HP/LOTM: Visionary - 436
Added 2025-12-13 14:14:42 +0000 UTCChapter 436: Horcrux Destroyed, The Killing Game Begins, Four Dishes and a Soup
"Ron, you destroy it," Harry said, picking up the sword and shoving it at him.
"What? I cannot. I will not be able to fight it off," Ron yelped, backing away, face white.
"That is exactly why you have to do it. You need to learn to resist it," Harry said.
He did not give Ron the chance to refuse; he simply thrust the Sword of Gryffindor into his hands.
The three of them went outside the tent and found another fallen tree trunk. Harry set the locket on the dead wood.
"Ready?" he asked.
Ron nodded, throat working.
Harry touched his wand to the locket and poured a thin stream of golden magic into it.
Chaos slammed against his magic at once. Thick black fog squeezed out of the chain and spilled over the bark.

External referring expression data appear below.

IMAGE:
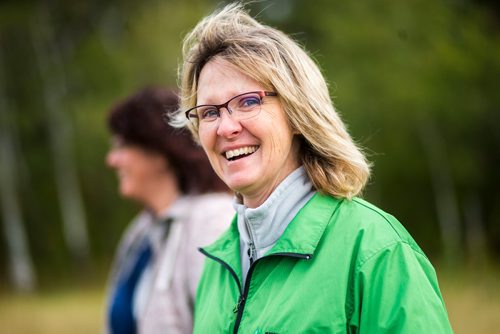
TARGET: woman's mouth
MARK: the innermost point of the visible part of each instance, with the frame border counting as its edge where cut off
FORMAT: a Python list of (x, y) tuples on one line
[(241, 152)]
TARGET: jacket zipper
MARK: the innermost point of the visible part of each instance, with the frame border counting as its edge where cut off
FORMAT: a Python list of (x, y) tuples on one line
[(225, 265), (240, 306)]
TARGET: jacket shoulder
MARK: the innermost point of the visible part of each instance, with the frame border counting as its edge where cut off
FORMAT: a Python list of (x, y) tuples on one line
[(371, 228)]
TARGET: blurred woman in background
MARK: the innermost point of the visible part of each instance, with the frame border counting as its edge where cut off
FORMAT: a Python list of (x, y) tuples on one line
[(157, 265)]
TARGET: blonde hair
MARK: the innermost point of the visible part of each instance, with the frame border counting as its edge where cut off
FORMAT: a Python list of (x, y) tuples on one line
[(333, 162)]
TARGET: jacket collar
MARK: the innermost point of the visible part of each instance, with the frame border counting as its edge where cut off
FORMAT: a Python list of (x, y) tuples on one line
[(300, 237)]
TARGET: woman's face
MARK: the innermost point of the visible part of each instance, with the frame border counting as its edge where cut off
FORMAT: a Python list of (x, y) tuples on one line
[(138, 170), (271, 151)]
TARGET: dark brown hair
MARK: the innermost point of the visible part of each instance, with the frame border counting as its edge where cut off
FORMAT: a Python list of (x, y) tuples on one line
[(141, 120)]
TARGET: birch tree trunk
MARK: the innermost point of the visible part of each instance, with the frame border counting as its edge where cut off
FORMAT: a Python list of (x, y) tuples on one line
[(475, 233), (21, 271), (51, 68), (444, 192)]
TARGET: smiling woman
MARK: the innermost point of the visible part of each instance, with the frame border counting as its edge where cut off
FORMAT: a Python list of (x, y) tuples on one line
[(304, 254)]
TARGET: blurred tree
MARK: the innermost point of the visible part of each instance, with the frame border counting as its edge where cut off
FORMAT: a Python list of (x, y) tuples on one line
[(21, 270)]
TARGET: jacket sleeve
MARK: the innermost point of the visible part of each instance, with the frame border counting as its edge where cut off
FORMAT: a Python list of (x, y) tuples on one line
[(396, 291)]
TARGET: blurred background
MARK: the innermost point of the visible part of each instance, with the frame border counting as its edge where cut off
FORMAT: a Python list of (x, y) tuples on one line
[(417, 82)]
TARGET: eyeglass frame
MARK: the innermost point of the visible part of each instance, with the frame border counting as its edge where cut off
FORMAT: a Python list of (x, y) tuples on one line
[(262, 94)]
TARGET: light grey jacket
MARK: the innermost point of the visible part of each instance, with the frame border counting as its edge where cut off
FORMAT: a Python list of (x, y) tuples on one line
[(169, 293)]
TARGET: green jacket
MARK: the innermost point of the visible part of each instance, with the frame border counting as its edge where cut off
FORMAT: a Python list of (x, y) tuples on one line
[(340, 267)]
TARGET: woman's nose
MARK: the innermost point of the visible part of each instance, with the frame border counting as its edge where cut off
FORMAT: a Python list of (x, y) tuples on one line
[(228, 126)]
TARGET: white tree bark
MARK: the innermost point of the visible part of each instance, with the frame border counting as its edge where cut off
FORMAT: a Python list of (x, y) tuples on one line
[(21, 271), (61, 138)]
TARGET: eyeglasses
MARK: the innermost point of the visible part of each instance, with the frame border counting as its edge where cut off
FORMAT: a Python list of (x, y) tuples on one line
[(240, 107)]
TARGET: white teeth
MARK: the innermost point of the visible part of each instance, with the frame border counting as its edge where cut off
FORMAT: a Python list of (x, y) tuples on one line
[(240, 151)]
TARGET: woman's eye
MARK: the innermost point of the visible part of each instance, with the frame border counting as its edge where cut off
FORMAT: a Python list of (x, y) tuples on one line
[(249, 101), (209, 113)]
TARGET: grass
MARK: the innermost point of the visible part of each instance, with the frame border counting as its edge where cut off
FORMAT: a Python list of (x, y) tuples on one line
[(70, 311), (472, 299)]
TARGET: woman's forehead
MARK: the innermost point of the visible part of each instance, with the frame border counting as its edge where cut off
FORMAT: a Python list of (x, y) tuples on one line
[(220, 80)]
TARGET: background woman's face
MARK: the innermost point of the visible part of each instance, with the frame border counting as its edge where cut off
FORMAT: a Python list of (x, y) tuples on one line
[(271, 151), (137, 170)]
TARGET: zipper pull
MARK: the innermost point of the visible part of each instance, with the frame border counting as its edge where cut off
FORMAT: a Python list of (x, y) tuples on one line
[(238, 304), (251, 252)]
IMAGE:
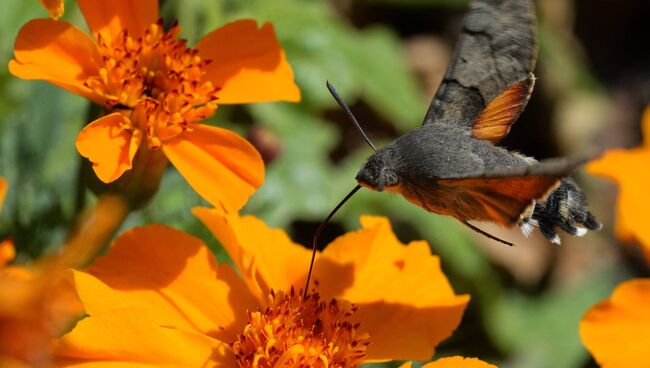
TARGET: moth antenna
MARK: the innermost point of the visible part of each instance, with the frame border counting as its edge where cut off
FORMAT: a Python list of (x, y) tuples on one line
[(486, 234), (320, 230), (345, 108)]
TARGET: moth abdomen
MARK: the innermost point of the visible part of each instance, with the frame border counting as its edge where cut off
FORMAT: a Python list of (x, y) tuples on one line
[(565, 208)]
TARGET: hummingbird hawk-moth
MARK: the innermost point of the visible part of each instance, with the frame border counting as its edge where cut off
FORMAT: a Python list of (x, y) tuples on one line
[(452, 165)]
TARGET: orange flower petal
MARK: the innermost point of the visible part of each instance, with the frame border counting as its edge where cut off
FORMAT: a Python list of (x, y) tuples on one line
[(173, 276), (54, 7), (111, 17), (109, 146), (454, 362), (129, 337), (221, 166), (7, 252), (3, 191), (56, 52), (401, 291), (266, 257), (626, 168), (248, 64), (617, 331)]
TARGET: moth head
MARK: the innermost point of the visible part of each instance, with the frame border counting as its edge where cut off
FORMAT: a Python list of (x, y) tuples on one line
[(378, 172)]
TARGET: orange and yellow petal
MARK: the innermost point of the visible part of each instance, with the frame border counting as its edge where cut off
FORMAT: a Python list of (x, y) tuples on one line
[(130, 338), (7, 252), (221, 166), (400, 290), (248, 64), (625, 167), (454, 362), (617, 331), (3, 191), (109, 146), (170, 274), (54, 7), (56, 52), (110, 18), (266, 257)]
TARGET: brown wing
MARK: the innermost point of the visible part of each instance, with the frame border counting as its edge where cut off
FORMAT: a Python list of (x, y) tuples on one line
[(497, 48)]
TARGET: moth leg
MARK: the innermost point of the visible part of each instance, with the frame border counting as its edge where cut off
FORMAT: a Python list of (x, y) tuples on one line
[(565, 208)]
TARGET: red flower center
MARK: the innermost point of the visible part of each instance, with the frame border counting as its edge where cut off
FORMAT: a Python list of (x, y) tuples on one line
[(156, 81), (293, 332)]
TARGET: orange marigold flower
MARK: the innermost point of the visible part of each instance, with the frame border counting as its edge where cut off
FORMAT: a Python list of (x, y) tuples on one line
[(54, 7), (454, 362), (37, 302), (3, 191), (374, 299), (158, 89), (617, 331), (628, 168)]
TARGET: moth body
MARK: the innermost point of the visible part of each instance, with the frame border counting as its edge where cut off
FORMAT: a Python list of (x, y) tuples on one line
[(452, 165), (413, 165)]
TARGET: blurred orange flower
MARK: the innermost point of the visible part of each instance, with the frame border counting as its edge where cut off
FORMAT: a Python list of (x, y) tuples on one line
[(374, 299), (454, 362), (3, 191), (36, 303), (157, 90), (617, 331), (54, 7), (630, 170)]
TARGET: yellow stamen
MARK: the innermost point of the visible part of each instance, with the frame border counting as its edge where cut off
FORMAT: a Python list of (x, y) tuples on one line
[(293, 332)]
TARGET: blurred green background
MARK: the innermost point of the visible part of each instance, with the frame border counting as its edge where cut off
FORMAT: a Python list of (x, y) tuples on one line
[(386, 58)]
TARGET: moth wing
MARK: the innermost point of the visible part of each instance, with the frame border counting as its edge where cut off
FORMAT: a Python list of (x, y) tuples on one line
[(504, 196), (494, 122), (496, 49)]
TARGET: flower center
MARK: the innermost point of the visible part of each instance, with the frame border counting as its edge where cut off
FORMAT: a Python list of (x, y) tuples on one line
[(156, 81), (293, 332)]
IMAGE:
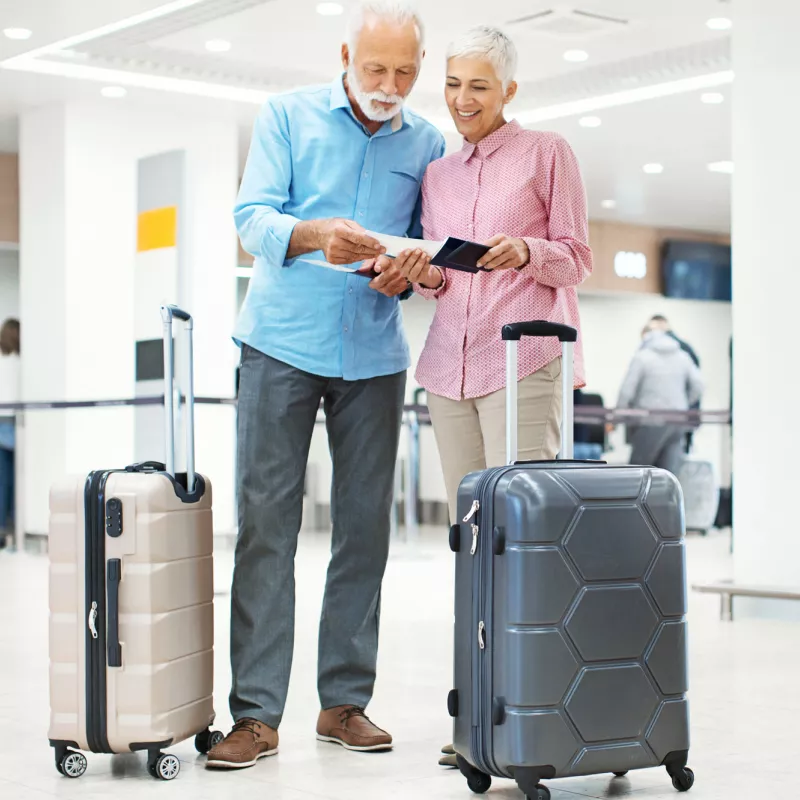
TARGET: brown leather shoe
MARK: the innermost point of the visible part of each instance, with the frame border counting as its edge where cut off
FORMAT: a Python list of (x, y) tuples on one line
[(244, 745), (350, 727)]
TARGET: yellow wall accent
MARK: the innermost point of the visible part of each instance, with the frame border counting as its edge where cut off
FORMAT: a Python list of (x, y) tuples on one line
[(157, 229)]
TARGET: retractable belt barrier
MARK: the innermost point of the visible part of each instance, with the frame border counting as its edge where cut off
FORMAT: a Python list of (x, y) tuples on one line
[(583, 414), (415, 415)]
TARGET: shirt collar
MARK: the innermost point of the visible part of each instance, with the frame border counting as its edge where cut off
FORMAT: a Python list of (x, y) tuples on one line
[(494, 141), (339, 99)]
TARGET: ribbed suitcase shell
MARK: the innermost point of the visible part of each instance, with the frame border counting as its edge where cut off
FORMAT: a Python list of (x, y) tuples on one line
[(579, 580), (162, 693)]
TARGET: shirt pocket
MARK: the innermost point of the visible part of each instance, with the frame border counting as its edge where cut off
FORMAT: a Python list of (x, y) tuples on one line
[(400, 189)]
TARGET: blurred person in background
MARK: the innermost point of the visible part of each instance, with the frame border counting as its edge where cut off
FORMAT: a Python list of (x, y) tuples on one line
[(661, 323), (661, 376), (9, 393), (520, 192), (326, 164)]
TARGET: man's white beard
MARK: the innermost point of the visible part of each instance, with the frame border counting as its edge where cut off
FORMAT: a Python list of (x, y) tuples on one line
[(366, 100)]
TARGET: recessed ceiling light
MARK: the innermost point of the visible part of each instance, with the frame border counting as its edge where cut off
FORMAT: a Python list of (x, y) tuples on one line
[(218, 46), (725, 167), (18, 33), (114, 92), (330, 9)]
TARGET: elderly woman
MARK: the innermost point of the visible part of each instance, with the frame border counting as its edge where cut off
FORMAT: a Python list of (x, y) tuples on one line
[(520, 192)]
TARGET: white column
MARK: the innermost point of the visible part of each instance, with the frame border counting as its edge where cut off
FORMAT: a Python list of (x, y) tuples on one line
[(766, 285), (78, 176)]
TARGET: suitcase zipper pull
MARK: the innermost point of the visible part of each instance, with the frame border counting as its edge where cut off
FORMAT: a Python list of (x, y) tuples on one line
[(473, 511), (93, 620)]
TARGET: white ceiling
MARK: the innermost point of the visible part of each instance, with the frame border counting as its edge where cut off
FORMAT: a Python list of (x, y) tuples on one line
[(281, 44)]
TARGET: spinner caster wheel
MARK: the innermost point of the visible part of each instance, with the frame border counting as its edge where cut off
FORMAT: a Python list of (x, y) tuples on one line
[(542, 793), (479, 783), (167, 767), (207, 740), (684, 780), (72, 764)]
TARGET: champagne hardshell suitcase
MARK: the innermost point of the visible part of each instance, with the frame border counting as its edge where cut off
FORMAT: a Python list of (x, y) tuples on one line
[(570, 613), (132, 604)]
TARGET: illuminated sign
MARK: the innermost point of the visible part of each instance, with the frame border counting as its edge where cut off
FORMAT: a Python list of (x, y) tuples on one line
[(630, 265)]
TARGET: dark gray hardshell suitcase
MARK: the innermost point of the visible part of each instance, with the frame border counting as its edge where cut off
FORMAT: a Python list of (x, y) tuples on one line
[(570, 614)]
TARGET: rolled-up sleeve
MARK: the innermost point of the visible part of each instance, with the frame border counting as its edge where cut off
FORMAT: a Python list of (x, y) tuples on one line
[(564, 258), (265, 231)]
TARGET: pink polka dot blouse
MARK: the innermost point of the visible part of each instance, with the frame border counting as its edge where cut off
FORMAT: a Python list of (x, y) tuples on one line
[(527, 185)]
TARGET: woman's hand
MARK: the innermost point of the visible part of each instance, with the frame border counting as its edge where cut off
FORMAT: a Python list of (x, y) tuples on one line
[(415, 265), (506, 253)]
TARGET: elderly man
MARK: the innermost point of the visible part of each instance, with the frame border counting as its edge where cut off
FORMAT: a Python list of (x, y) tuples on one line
[(326, 165)]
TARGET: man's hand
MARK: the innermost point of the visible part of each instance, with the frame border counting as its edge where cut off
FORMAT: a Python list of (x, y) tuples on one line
[(415, 266), (506, 253), (390, 281), (345, 242)]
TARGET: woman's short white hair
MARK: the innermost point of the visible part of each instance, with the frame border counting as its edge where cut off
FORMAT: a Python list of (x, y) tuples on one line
[(399, 12), (490, 43)]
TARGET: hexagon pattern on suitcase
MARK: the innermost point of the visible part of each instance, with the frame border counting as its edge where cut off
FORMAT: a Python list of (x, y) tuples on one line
[(586, 639)]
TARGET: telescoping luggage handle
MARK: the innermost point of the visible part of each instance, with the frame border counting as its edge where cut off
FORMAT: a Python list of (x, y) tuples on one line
[(168, 313), (567, 336)]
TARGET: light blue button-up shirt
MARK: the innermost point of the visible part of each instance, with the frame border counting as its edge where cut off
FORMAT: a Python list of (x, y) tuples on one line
[(310, 158)]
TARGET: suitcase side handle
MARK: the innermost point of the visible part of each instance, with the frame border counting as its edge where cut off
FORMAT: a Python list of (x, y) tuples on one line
[(168, 313), (512, 334)]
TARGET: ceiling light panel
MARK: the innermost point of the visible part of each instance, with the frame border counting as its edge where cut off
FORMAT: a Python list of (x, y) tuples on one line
[(18, 34)]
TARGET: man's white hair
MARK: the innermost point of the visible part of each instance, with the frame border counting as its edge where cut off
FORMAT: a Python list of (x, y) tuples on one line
[(399, 12), (492, 44)]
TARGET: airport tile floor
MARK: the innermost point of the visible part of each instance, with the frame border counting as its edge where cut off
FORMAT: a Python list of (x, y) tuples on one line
[(745, 699)]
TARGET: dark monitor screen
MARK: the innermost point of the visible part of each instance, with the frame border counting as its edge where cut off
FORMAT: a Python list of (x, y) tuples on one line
[(697, 271)]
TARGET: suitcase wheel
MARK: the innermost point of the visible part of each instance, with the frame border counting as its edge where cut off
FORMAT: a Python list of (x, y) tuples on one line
[(165, 767), (477, 781), (542, 793), (72, 764), (207, 740), (479, 784), (684, 780)]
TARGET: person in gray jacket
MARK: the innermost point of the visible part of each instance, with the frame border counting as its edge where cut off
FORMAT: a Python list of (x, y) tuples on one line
[(661, 376)]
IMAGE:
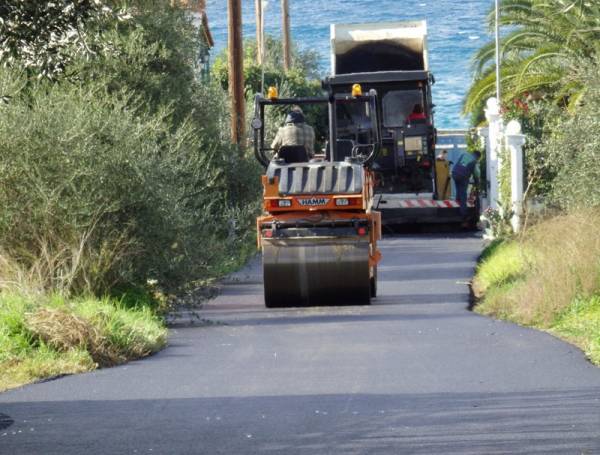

The air grew heavy and warped around them under the pressure of that power.
"Expecto Patronum!"
Silver-white mist burst from Harry’s wand and coalesced into a stag three storeys tall. The Patronus stepped forward, antlers lowered, and the Chaos-twisted space straightened; the worst of the distortion pushed back. Some trees at the edge of the clearing were not quite right anymore, but it was still under control.
Hermione lifted her wand as well, layering shield and Confundus Charms to muffle the light and sound.
"Do it, Ron!" Harry shouted.
Ron charged with the sword raised.
A whip of black magic lashed out from the locket and sent him flying.
He crashed to the ground and skidded, barely holding on to the hilt.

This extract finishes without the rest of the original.